En janvier, CMA CGM Air Cargo a repris le service transatlantique au départ de Chicago O'Hare, selon Flightradar. L'un des B777 assure en outre la liaison Paris-Hong Kong. Mais les mouvements sont réduits ou sporadiques selon fil à la patte des appareils. CMA CGM, qui opère désormais depuis la base de Paris-Charles de Gaulle après avoir s’être lancée depuis Liège en partenariat avec Air Belgium, a la possibilité de déployer quatre A330-200F et deux B777F neufs.
Deux autres Boeing, aussi neufs, doivent entrer en flotte à partir de 2024 tandis que quatre A350F, le nouveau freighter d’Airbus, ont été commandés et entreront en service entre 2025 et 2026. Á compter d’avril entrera en service son partenariat avec Air France. Les deux groupes français ont signé un accord stratégique de long terme (dix ans) visant à mettre en commun leurs réseaux et les capacités de leurs appareils tout-cargo, soit dix tout-cargos au total, tandis que les deux compagnies ont ensemble douze appareils à leur carnet de commandes.
MSC, CMA CGM, Maersk trois approches dans le fret aérien
Une demande en chute continue
La capacité de fret aérien sur le marché est à ce jour nettement supérieure à la demande, qui a chuté pendant 11 mois consécutifs.
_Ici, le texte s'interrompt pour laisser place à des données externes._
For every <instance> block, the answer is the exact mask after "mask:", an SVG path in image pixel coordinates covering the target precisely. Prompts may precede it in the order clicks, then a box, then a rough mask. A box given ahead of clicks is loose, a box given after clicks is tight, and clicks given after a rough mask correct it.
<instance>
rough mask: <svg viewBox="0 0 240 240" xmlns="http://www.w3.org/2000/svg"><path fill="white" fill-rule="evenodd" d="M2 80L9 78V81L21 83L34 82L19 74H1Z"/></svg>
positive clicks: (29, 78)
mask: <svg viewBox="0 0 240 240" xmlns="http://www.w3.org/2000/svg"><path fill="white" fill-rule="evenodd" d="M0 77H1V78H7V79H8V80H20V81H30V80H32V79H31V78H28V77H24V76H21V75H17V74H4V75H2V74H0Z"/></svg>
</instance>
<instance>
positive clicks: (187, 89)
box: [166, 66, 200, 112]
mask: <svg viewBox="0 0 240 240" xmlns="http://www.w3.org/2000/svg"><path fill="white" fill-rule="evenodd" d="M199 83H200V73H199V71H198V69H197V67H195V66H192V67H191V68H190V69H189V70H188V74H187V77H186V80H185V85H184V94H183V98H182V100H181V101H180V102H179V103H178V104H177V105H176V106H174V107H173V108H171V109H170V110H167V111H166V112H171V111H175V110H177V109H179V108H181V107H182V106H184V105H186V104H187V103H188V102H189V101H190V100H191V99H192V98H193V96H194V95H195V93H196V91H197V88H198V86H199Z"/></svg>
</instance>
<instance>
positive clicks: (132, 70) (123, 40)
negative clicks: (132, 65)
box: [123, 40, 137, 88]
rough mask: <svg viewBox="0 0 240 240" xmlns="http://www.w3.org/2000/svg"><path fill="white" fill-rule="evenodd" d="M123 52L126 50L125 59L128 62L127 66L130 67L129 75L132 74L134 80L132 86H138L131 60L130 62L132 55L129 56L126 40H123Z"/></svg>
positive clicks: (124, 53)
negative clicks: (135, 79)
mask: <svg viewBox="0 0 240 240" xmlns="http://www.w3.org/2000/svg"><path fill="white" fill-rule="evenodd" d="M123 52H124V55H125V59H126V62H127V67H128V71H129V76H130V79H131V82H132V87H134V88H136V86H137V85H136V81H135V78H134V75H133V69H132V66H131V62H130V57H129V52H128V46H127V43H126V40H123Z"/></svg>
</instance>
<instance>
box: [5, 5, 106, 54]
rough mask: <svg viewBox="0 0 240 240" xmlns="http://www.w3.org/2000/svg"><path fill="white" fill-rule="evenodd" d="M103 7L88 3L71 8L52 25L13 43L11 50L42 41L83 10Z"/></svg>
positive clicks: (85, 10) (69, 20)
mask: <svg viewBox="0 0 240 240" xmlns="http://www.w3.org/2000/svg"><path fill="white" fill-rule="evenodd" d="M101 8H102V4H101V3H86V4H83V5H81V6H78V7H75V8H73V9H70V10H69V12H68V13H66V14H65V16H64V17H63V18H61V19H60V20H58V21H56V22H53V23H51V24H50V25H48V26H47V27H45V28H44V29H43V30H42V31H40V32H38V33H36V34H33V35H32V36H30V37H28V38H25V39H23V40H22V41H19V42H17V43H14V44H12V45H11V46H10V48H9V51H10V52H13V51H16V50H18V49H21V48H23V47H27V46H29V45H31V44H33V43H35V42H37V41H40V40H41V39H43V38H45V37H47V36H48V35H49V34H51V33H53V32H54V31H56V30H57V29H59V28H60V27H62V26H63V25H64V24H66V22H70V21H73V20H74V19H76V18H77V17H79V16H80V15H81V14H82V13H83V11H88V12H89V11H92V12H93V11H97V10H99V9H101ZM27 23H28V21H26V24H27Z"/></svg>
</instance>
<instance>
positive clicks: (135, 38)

L'Association internationale du transport aérien (IATA) anticipe une baisse en 2023 de 5,6 % de la demande de transport aérien mesurée en tonnes-kilomètres de fret (CKT), après un repli de 8 % en 2022. Selon l'indice TAC, les tarifs du fret aérien mondial sont inférieurs de 37 % à ceux de l'année dernière. Mêmes causes, mêmes effets. Comme pour le transport maritime, les stocks élevés des entreprises et le pouvoir d’achat des consommateurs lesté par les poussées inflationnistes successives et constantes ne sont pas des alliés pour les échanges commerciaux. Qu’ils soient mer ou air.
En 2022, les compagnies maritimes ont accéléré sur le changement d’aiguillage en tissant leur toile aérienne. Avec des dizaines de milliards de dollars accumulés ces deux dernières années grâce à des taux de fret en fièvre, elles ont l’aisance financière pour mettre en œuvre leur stratégie de « logistique intégrée ». Les leaders du secteur – MSC, Maersk, CMA CGM – ont été actifs sur ce plan l’an dernier. Hyperactifs pour Maersk et CMA CGM.